Dadurch kommt aber der große Datenkrake Google in den Besitz unserer IP-Adresse und vieler anderer Daten, wie beispielsweise Betriebssystem, Standort, Uhrzeit, Browser, etc. Dass Google diese Daten weiterarbeitet, speichert und im Rahmen des Data Mining mit anderen Diensten verknüpft, bleibt uns als normalem Internetnutzer völlig verborgen - es sei denn, wir werden explizit um unsere Einwilligung gebeten. Wenn wir nun weiter durch das Internet surfen, stoßen wir mehr oder weniger auf die nächste Internetseite, die mit „Google Fonts“ arbeitet. Der oben genannte Prozeß wiederholt sich und Google weiß nun, aufgrund unserer IP-Adresse, welche Seiten wir besuchen. Und genau dieses Ausspähen soll gemäß Datenschutzgrundverordnung nur dann passieren dürfen, wenn wir als Internetseitenbesucher explizit wissentlich und willentlich unser Einverständnis für dieses Ausspähen gegeben haben.
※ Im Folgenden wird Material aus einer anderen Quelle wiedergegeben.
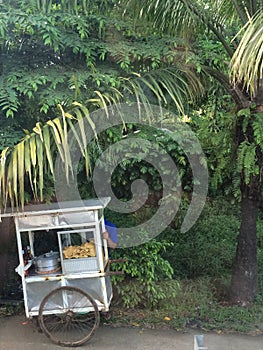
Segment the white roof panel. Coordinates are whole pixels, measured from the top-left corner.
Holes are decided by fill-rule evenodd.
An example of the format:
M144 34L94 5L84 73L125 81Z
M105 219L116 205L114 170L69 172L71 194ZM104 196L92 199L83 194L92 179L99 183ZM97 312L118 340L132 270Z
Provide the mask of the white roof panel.
M8 208L1 217L11 216L31 216L31 215L46 215L51 213L72 213L87 210L103 209L110 202L110 197L92 198L79 201L54 202L49 204L32 204L25 205L24 210L21 208Z

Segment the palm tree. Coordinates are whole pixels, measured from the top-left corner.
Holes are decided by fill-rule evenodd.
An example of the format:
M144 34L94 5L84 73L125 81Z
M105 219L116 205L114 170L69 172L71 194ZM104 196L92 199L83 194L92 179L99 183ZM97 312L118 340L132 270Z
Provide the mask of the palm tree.
M202 71L231 95L239 116L233 142L240 169L241 226L230 295L232 301L247 303L257 292L256 221L263 170L263 139L259 132L263 117L263 3L261 0L147 0L143 3L131 0L128 8L132 7L155 30L188 37L192 44L194 37L206 32L224 48L225 68L202 66Z

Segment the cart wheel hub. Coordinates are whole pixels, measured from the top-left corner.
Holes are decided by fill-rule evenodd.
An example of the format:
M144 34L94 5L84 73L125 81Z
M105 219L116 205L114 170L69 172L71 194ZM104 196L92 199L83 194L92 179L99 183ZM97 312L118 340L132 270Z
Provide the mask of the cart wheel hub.
M74 312L69 310L66 314L66 318L65 318L66 322L70 322L72 320L73 316L74 316Z

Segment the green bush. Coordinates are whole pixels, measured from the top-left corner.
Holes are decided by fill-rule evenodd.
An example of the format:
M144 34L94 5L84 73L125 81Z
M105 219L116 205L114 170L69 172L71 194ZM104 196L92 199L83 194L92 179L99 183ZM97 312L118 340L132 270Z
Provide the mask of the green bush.
M227 210L228 208L228 210ZM167 228L160 239L173 243L164 258L174 276L196 278L229 273L235 255L239 217L227 203L207 204L196 224L186 233Z
M166 297L167 290L161 282L172 279L173 269L161 253L171 245L152 239L140 246L112 252L113 258L126 258L124 263L113 266L124 272L112 278L121 304L128 308L152 308Z
M182 217L184 213L182 212ZM133 227L138 215L108 213L117 226ZM139 217L140 221L143 221ZM238 205L224 199L208 201L196 224L181 233L180 218L177 227L168 227L154 240L139 247L117 249L116 257L127 257L117 265L125 278L114 280L119 301L128 307L160 305L174 289L167 289L167 280L196 279L200 277L228 278L231 275L240 226ZM146 233L142 233L146 234ZM263 220L257 223L259 292L257 301L263 300ZM172 284L171 284L172 285ZM222 299L227 299L227 287L221 288ZM178 294L178 293L177 293Z

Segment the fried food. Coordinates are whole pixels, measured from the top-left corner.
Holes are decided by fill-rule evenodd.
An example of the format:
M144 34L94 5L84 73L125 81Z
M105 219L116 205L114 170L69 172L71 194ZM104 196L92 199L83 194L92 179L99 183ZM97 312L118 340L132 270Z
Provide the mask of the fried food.
M79 259L96 256L94 242L85 242L81 245L68 246L63 249L65 259Z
Im Zusammenhang mit dem Urteil des Landgerichts München wird nun deutlich, dass „Google Fonts“ exakt dann illegal sind, wenn der Internetseitenbesucher nicht auf deren Verwendung und auf die Weitergabe seiner IP-Adresse hingewiesen wird, denn schlußendlich ist die IP-Adresse ein personenbezogener Datensatz. Das konkrete Problem ist die fehlende Einwilligung des Nutzers, dass seine IP-Adresse an „Google Fonts“ bzw. „Google“ weitergegeben wird.
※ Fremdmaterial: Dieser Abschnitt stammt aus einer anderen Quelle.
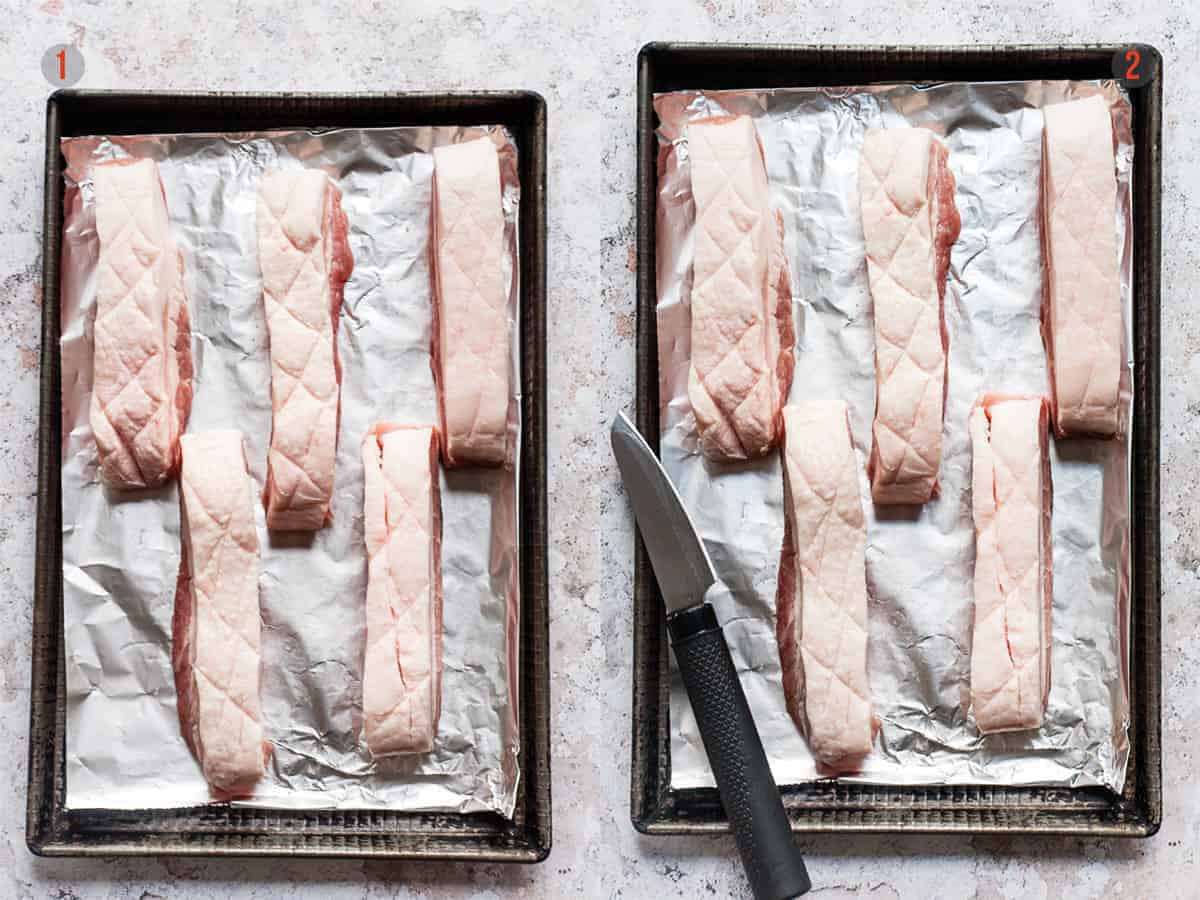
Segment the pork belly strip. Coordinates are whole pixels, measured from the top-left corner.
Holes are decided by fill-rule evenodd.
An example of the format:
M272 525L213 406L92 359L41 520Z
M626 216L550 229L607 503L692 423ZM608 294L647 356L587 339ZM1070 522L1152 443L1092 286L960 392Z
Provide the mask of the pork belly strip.
M783 408L786 533L776 631L788 711L826 768L871 749L867 529L858 458L840 400Z
M705 456L750 459L779 443L795 364L783 219L752 119L692 122L687 140L696 203L688 399Z
M1112 117L1100 96L1043 114L1042 335L1054 429L1111 437L1120 426L1123 341Z
M179 462L192 404L183 254L171 238L158 164L92 168L100 259L90 419L110 487L158 487Z
M950 248L961 222L946 148L923 128L872 128L858 183L875 316L876 503L924 503L938 488Z
M367 652L363 731L372 756L427 753L442 681L438 433L379 423L363 439Z
M500 161L490 138L433 151L434 375L447 466L508 458L512 351Z
M267 527L316 531L330 518L341 401L337 329L354 268L342 192L323 172L263 175L258 258L271 343Z
M971 412L975 636L971 704L981 732L1042 723L1050 691L1049 410L991 394Z
M186 434L180 444L183 559L172 622L179 725L213 791L245 795L270 754L258 693L254 492L240 431Z

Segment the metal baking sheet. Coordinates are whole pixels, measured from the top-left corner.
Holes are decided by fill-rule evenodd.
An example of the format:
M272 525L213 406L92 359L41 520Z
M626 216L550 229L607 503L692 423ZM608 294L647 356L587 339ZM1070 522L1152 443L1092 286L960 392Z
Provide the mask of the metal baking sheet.
M519 618L515 605L509 607L511 615L506 612L496 618L499 620L498 630L508 635L509 642L515 644L519 641L521 662L519 669L502 666L493 688L498 693L519 698L522 727L519 734L510 732L514 744L519 742L519 755L514 752L507 762L502 763L507 771L494 774L493 787L502 789L506 780L515 784L515 793L511 795L511 802L515 805L505 804L507 808L493 813L466 813L457 801L446 804L441 800L433 803L416 801L415 805L423 809L455 810L439 814L400 811L396 808L398 804L382 804L372 799L361 803L364 807L374 807L364 814L336 809L326 809L319 814L304 809L278 809L279 806L286 806L287 802L279 803L275 799L266 800L265 806L276 807L269 811L222 805L188 806L169 811L138 809L127 813L68 809L64 778L68 755L66 690L61 681L63 672L56 671L61 663L54 663L54 658L63 652L59 643L62 623L56 621L54 606L46 608L49 601L55 599L53 595L61 597L62 590L62 568L58 562L62 558L62 532L58 531L56 540L57 522L54 521L62 510L58 499L60 473L55 469L63 456L63 444L60 442L64 437L57 426L62 409L61 395L55 395L61 390L62 379L57 309L61 297L58 292L59 266L55 257L63 222L61 178L64 168L64 160L57 152L57 139L64 133L72 136L136 133L143 130L144 123L148 121L153 121L159 128L175 125L178 131L229 132L245 132L250 128L278 129L283 126L300 126L299 130L303 131L324 131L347 123L378 128L395 126L398 122L420 122L429 124L406 126L401 130L412 135L440 133L451 138L465 133L463 126L469 126L469 123L483 125L493 122L508 129L514 139L516 153L515 157L510 154L510 162L519 168L522 184L520 210L514 221L521 243L520 303L516 329L521 357L518 381L521 440L516 460L516 471L520 475L520 497L516 496L515 490L510 492L507 508L505 504L500 504L498 518L503 520L506 513L513 515L516 540L509 539L507 543L515 550L519 542L521 553L520 559L514 559L510 568L498 565L495 569L506 583L519 584L523 601ZM446 127L434 129L430 126ZM471 127L480 126L469 126L466 130ZM427 149L418 146L419 141L420 138L417 138L412 149ZM56 95L49 107L47 169L46 305L43 331L46 364L43 366L39 605L35 614L31 723L28 827L31 848L35 852L54 854L287 852L415 858L477 857L512 861L544 858L549 848L549 786L548 735L545 731L548 711L545 706L544 417L541 411L545 390L541 379L544 371L544 104L541 99L529 94L231 97L64 92ZM407 180L417 185L421 182L419 177L409 177ZM512 178L514 183L516 180L516 177ZM342 186L345 191L344 181ZM411 232L411 229L403 231ZM403 236L397 237L404 240ZM409 233L407 237L411 239L413 235ZM515 242L516 233L512 237ZM352 236L352 246L353 242ZM358 248L355 249L357 251ZM413 260L417 255L409 254L410 264L415 265ZM356 324L361 327L361 323ZM346 328L345 323L343 328ZM346 343L343 342L341 346L345 354ZM200 352L211 350L204 348ZM425 362L427 369L427 358ZM414 396L422 393L419 386L414 389L409 384L401 384L397 390L406 388L411 389L408 392ZM344 437L343 434L343 444ZM356 441L352 444L357 447ZM451 475L450 480L456 474ZM340 482L341 473L339 492ZM460 482L448 488L452 491L467 490L468 486ZM488 502L486 493L475 493L477 501ZM460 512L471 515L472 512L479 512L475 508L477 506L478 502L464 506ZM488 568L491 567L485 562L484 571ZM501 646L505 642L502 639ZM51 686L53 690L47 693L45 688ZM518 708L508 708L515 718ZM469 714L476 715L477 711ZM301 745L303 743L302 738ZM516 751L517 747L514 745L512 749ZM304 789L306 775L302 770L308 765L303 763L292 773L301 784L300 789L293 792L300 798L295 805L315 805ZM430 781L449 780L434 773L426 774ZM351 798L349 805L358 805L359 799ZM318 799L316 804L327 807L334 805L327 798ZM491 808L496 807L492 805ZM511 815L501 814L508 812Z
M653 440L670 397L659 395L655 210L660 126L656 94L709 89L888 85L947 81L1099 80L1117 47L787 47L652 44L639 67L638 415ZM797 830L1029 830L1144 835L1161 809L1158 758L1157 409L1153 347L1158 334L1158 197L1161 92L1130 97L1138 147L1132 167L1132 383L1130 506L1129 756L1124 786L929 785L824 781L784 789ZM794 261L793 261L794 264ZM952 351L953 352L953 351ZM869 426L869 422L868 422ZM668 462L669 462L668 456ZM639 548L635 628L635 824L653 833L724 830L711 788L672 784L670 681L661 610ZM741 623L735 623L741 628ZM761 724L761 722L760 722ZM769 726L768 726L769 727ZM965 779L964 779L965 780Z
M376 762L361 739L366 548L362 440L375 422L433 424L430 246L435 146L493 140L501 160L510 319L517 315L516 147L503 128L124 135L63 140L63 621L67 806L149 809L209 799L183 741L171 666L179 491L119 494L99 478L89 420L96 236L92 166L153 159L183 254L196 374L189 431L238 428L266 483L270 351L254 203L262 174L320 169L340 186L354 269L337 331L341 415L332 521L262 540L265 777L235 804L511 815L517 734L508 622L517 614L515 469L443 471L442 704L431 753ZM512 348L519 435L519 347Z
M989 392L1043 395L1041 110L1100 95L1116 137L1112 223L1124 320L1132 317L1130 105L1105 82L680 91L655 98L662 152L658 208L661 452L668 474L730 587L717 610L777 782L821 777L784 703L775 633L783 545L778 454L715 466L699 452L688 401L694 204L687 123L753 118L773 206L784 221L796 321L791 398L849 406L867 517L869 660L880 723L862 768L872 784L1098 785L1119 791L1128 758L1125 674L1129 595L1128 431L1117 440L1054 441L1052 681L1035 732L981 735L967 710L972 573L967 420ZM869 501L875 409L874 325L858 214L858 159L868 128L932 129L949 151L962 233L945 293L949 357L938 496L897 515ZM1126 335L1128 336L1128 329ZM1122 383L1131 403L1132 346ZM723 595L725 596L725 595ZM671 783L714 784L687 692L671 685Z

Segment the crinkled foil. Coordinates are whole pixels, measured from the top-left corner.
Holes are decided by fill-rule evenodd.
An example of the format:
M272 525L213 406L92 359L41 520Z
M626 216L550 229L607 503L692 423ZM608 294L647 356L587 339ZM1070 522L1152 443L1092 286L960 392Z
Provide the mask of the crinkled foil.
M967 709L975 532L967 416L985 391L1048 389L1039 331L1040 107L1101 92L1117 136L1126 359L1132 360L1130 107L1110 82L935 84L686 92L655 101L662 126L658 335L662 456L731 588L717 612L780 783L817 778L784 705L775 640L783 543L778 456L718 466L698 455L687 398L692 223L685 123L754 117L782 211L797 322L793 398L838 394L850 407L867 514L869 674L881 728L861 773L873 784L1107 785L1129 756L1128 440L1055 442L1052 686L1036 732L982 736ZM950 151L962 215L945 310L949 393L941 495L915 521L869 500L874 335L858 208L858 155L872 126L930 128ZM1132 378L1126 368L1129 409ZM696 720L671 687L671 783L713 784Z
M179 500L170 485L120 497L97 474L88 423L98 244L89 166L158 160L186 261L196 359L188 428L239 428L261 488L271 434L270 361L255 237L259 176L320 168L350 220L354 273L338 331L342 414L333 523L262 541L262 697L274 756L263 807L381 808L511 815L516 798L517 475L441 478L442 713L437 746L376 764L361 739L366 554L362 436L380 420L437 422L430 370L430 201L439 144L492 134L501 147L509 312L517 310L516 147L501 128L406 127L73 138L62 279L63 615L67 805L163 808L210 799L180 736L171 668ZM519 414L518 345L513 331Z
Aber selbst wenn die Einwilligung abgefragt und bestätigt würde, rollt eine formaljuristische Lawine los, die Internetseitenbetreiber gar nicht bewältigen können. Denn - um auf unser oben genanntes Beispiel einzugehen - RTL weiß gar nicht, was Google mit der IP-Adresse anstellt und kann den Internetseitenbesucher überhaupt nicht datenschutzkonform aufklären. Der Hinweis auf „fremde“ Schriftarten ist lapidar und nicht haltbar. RTL müßte genau darlegen, was Google mit den IP-Adressen und anderen personenbezogenen Daten des Internetseitenbesuchers macht. Das kann RTL gar nicht leisten. Darüber hinaus wäre RTL gemäß der geltenden Datenschutzbestimmungen verpflichtet, jedem Internetseitenbesucher auf Anfrage Auskunft darüber erteilen zu müssen, wann und welche personenbezogenen Daten verarbeitet und an Dritte - hier „Google Fonts“ - weitergeleitet worden sind.
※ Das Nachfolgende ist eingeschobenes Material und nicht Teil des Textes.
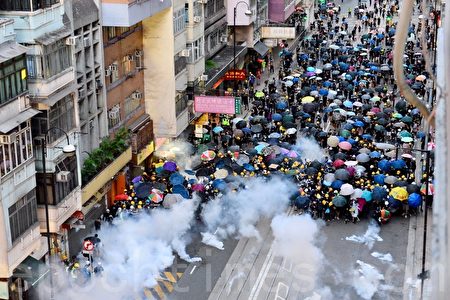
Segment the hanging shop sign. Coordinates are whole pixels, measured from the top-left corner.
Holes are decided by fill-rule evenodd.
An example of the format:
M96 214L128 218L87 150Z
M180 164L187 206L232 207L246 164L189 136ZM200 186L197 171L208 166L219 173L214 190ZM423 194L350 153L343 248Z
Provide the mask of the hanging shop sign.
M247 74L245 73L245 70L228 70L224 77L225 80L245 80Z
M261 27L261 38L263 39L295 39L295 27Z

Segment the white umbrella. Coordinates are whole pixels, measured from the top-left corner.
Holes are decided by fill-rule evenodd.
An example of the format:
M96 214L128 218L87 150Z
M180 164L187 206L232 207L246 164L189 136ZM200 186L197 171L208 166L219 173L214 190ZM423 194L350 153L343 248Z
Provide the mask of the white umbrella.
M395 145L388 144L388 143L375 143L375 147L381 150L390 150L395 149Z
M357 199L357 198L361 198L363 193L362 189L355 189L355 191L353 192L353 194L350 196L350 198L352 199Z
M164 197L164 201L162 204L164 208L171 208L176 203L183 201L183 199L183 196L181 196L180 194L167 194Z
M295 128L288 128L287 130L286 130L286 133L287 134L294 134L294 133L296 133L297 132L297 129L295 129Z
M294 79L294 76L291 75L284 77L284 80L292 80L292 79Z
M353 186L352 186L351 184L349 184L349 183L344 183L344 184L341 186L340 194L341 194L342 196L349 196L349 195L353 194L353 192L355 192L355 189L353 188Z
M354 167L358 164L358 162L356 160L347 160L344 164L347 167Z
M328 46L328 48L333 49L333 50L338 50L340 47L338 45L331 44L330 46Z

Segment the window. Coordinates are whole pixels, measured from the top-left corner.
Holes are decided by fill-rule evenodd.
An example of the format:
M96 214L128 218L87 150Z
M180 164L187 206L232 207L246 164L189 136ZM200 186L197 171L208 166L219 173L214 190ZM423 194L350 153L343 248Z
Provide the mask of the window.
M194 16L201 17L202 14L202 4L198 1L194 1Z
M0 64L0 105L13 100L28 89L25 55Z
M209 0L205 6L205 18L214 16L214 0Z
M186 109L187 98L185 94L178 93L175 96L175 113L177 117Z
M225 8L225 1L224 0L216 0L214 2L216 4L216 12L222 10Z
M175 76L180 74L184 69L186 69L186 57L175 56Z
M133 69L134 69L134 55L132 54L125 55L122 59L123 74L124 75L130 74Z
M195 63L205 55L205 43L203 37L199 38L192 44L188 44L187 48L191 49L190 62Z
M125 99L125 117L131 115L141 104L141 99L139 99L139 97L133 97L134 93L138 93L142 96L139 91L136 91Z
M15 168L33 157L30 121L22 123L9 133L10 143L0 144L0 176L11 173Z
M109 77L111 79L110 83L119 80L119 64L117 63L117 60L110 65L109 69L111 70L111 76Z
M105 28L106 35L108 36L108 41L112 40L113 38L115 38L117 36L116 27L107 26L104 28Z
M70 47L66 45L65 39L45 46L43 55L29 55L27 57L30 78L48 79L69 68L71 65Z
M36 191L31 192L20 198L16 203L8 208L9 230L11 232L11 242L14 243L31 226L36 224L37 205Z
M59 127L68 132L75 127L73 99L70 95L59 100L49 111L44 111L31 120L33 136L42 136L48 128ZM48 142L53 143L64 132L51 130L48 133Z
M113 128L120 120L120 104L116 104L108 111L108 127Z
M213 33L211 33L211 35L209 36L209 50L213 50L214 48L217 47L217 45L219 44L219 32L218 31L214 31Z
M186 28L185 9L179 9L173 13L173 33L176 35Z
M59 0L1 0L0 10L31 11L47 8Z
M56 164L56 173L47 174L44 181L42 173L36 176L37 182L37 202L45 204L44 200L44 186L47 187L48 203L50 205L57 205L63 201L77 186L78 186L78 171L76 156L66 156L62 161ZM57 181L57 174L61 171L69 171L67 181Z

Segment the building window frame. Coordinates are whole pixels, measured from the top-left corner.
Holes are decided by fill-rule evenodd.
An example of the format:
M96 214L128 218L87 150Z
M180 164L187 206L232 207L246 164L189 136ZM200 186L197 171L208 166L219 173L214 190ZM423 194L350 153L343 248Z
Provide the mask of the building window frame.
M33 189L8 208L11 243L14 244L38 223L36 190Z
M25 54L0 64L0 105L28 91L27 77Z

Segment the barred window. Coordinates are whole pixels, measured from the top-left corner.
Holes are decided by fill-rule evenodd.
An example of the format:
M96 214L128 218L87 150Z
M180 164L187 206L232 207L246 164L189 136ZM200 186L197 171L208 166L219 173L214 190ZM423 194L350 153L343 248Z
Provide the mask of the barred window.
M184 69L186 69L186 57L175 56L175 76L180 74Z
M44 47L43 55L27 56L27 68L30 78L48 79L72 65L70 46L65 39Z
M187 45L188 49L191 49L190 62L195 63L197 60L205 55L205 40L203 37L199 38L195 42Z
M136 95L141 95L141 97L137 97ZM131 115L136 109L138 109L141 105L142 98L141 92L135 91L125 99L125 117Z
M178 34L186 28L186 11L181 8L173 13L173 33Z
M24 55L0 64L0 105L11 101L27 89Z
M8 208L11 242L14 243L31 226L36 224L36 191L33 189Z
M120 120L120 104L116 104L108 111L108 127L113 128Z
M22 123L10 132L8 143L0 144L0 176L11 173L33 157L30 121Z

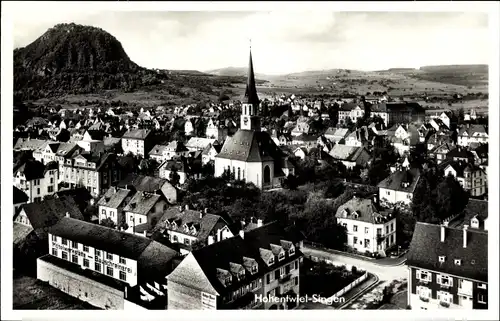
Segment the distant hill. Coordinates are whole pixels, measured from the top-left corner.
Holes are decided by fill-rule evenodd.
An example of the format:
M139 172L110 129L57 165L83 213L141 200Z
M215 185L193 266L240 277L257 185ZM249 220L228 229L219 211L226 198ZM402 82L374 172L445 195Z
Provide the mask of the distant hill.
M205 73L215 76L246 77L248 73L248 67L226 67L226 68L205 71ZM259 73L256 73L255 77L261 80L267 80L272 78L272 76Z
RTL dient hier nur als Beispiel und soll in keiner Weise an den sprichwörtlichen Pranger gestellt werden. Vielmehr soll damit deutlich gemacht werden, dass jeder, der eine Homepage betreibt und „Google Fonts“ verwendet, de facto personenbezogene Daten erfaßt und de jure weitergibt. Eine Homepage, die mit „Google Fonts“ arbeitet, wird damit zum verlängerten Arm des großen Datenkrake Google.

2. Die Lösung: Google Fonts abschalten!
Im Kern geht es also um das Problem, dass Internetseitenbetreiber wissentlich (!) IP-Adressen über die Verwendung von Google-Fonts-Schriftarten an Google weiterleiten. Auch moderne „Cookie-Banner“ sind keine Lösung, denn selbst wenn ein Internetbesucher explizit alle Cookies ablehnt, wird trotzdem eine Schriftart von Google nachgeladen, wenn dies auf der Internetseite so programmiert ist. Aus dem Blickwinkel des Webdesigners ist dies traurig, weil die ach-so-schönen Schriftarten nun nicht mehr genutzt werden können. Die einzige Lösung besteht aber leider nun einmal darin, auf „Google Fonts“ zu verzichten.

3. Die Lawine, die nun ins Rollen kommt: CMS, CDN und CSS sind illegal!
Das Ausmaß, das das Münchener Urteil annimmt, dürfte nur den wenigsten bewußt sein! Am Landgericht München wurde ein Präzedenzfall geschaffen, der nun viele Internetseiten, die innerhalb der Europäischen Union betrieben werden, juristisch angreifbar macht. Jedes Mal, wenn Datenpakete aus Quellen Dritter geladen werden, um eine Internetseite darzustellen, kommt die bereits skizzierte Client-Server-Systematik in Netzwerken zum Einsatz. Immer - es geht gar nicht anders - wird dabei die IP-Adresse verwendet. Die IP-Adresse ist aber ein personenbezogener Datensatz, den es zu schützen gilt. Immer - es geht auch hier nicht anders - muß ein Internetseitenbesucher seine Einwilligung geben, dass sein personenbezogener Datensatz verarbeitet werden darf.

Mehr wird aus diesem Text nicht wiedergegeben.